South Africa, however, is experiencing its own problems. Mortality has doubled in the years from 1997 to 2005 and half the population in the Free State dies between 40 to 44 years of age.
“If we do not need health professionals to determine the quality and quantity of service delivery to the population and do not want to involve them in this process, we can get rid of them, but then the political leaders making that decision must accept responsibility for the clinical outcomes and life expectancies of their fellow citizens.
“We surely cannot expect to impose the same medical legal principles on professionals working in unsafe hospitals and who have complained and made authorities aware of these conditions than upon those working in functional institutions. Either fixes the institutions or indemnifies medical personnel working in these conditions and defends the decision publicly.
“Why do I have to choose the three out of four patients that cannot have a lifesaving operation and will have to die on their own while the system pretends to deliver treatment to all?”
Prof. Smit says developing a service package with guidelines in the public domain will go a long way towards addressing this issue. It is also about time that we have to admit that things are simply not the same.
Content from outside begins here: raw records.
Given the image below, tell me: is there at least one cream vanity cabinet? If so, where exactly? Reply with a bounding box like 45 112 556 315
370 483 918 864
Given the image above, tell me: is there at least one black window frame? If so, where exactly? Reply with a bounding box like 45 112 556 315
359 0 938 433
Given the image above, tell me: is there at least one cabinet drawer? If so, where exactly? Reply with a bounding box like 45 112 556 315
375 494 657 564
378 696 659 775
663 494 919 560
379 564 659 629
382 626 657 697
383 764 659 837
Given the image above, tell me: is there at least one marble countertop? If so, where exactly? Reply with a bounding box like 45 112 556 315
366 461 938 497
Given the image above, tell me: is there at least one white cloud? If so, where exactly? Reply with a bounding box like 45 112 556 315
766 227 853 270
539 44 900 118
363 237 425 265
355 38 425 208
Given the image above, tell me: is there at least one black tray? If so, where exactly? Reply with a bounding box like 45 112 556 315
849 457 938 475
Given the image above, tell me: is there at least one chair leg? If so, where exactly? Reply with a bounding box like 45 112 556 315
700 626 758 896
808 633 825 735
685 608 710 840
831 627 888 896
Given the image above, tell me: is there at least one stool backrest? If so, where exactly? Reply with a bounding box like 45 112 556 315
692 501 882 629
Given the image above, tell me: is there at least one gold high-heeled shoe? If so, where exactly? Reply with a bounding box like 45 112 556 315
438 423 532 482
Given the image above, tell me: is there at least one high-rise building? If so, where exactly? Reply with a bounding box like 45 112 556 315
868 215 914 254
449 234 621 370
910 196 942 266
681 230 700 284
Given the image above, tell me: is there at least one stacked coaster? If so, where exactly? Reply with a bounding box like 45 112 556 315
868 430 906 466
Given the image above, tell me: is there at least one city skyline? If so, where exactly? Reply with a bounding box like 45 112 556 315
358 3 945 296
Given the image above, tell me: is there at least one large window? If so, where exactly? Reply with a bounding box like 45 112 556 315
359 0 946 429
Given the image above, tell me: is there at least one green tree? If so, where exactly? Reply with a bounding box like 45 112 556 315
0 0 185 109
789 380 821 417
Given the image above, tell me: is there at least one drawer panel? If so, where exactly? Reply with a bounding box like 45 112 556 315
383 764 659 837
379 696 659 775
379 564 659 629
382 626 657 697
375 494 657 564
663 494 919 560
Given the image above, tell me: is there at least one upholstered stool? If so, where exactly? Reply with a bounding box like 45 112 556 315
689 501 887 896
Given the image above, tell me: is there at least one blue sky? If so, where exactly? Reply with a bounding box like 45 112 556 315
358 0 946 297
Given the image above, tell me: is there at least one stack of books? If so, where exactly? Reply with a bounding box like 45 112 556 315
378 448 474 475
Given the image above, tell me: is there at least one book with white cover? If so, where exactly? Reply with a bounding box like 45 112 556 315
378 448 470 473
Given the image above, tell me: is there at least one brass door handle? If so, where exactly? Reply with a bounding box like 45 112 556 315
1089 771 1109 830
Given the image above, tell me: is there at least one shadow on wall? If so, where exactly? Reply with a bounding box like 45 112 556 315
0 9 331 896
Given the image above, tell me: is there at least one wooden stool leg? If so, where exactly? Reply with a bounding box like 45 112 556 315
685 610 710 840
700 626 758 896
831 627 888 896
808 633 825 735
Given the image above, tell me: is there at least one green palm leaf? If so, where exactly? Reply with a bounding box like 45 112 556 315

Standards are deteriorating and training outcomes are or will be affected.
The people who make decisions that affect healthcare service delivery and outcomes, the quality of training platforms and research, in a word, the future of South African medicine, firstly need rules and boundaries. He also suggested that maybe the government should develop health policy in the public domain and then outsource healthcare delivery to people who can actually deliver including thousands of experts employed but ignored by the State at present.
“It is time that we all have to accept our responsibilities at all levels… and act decisively on matters that will determine the quality and quantity of medical care for this and future generations in South Africa and Africa. Time is running out,” Prof. Smit says.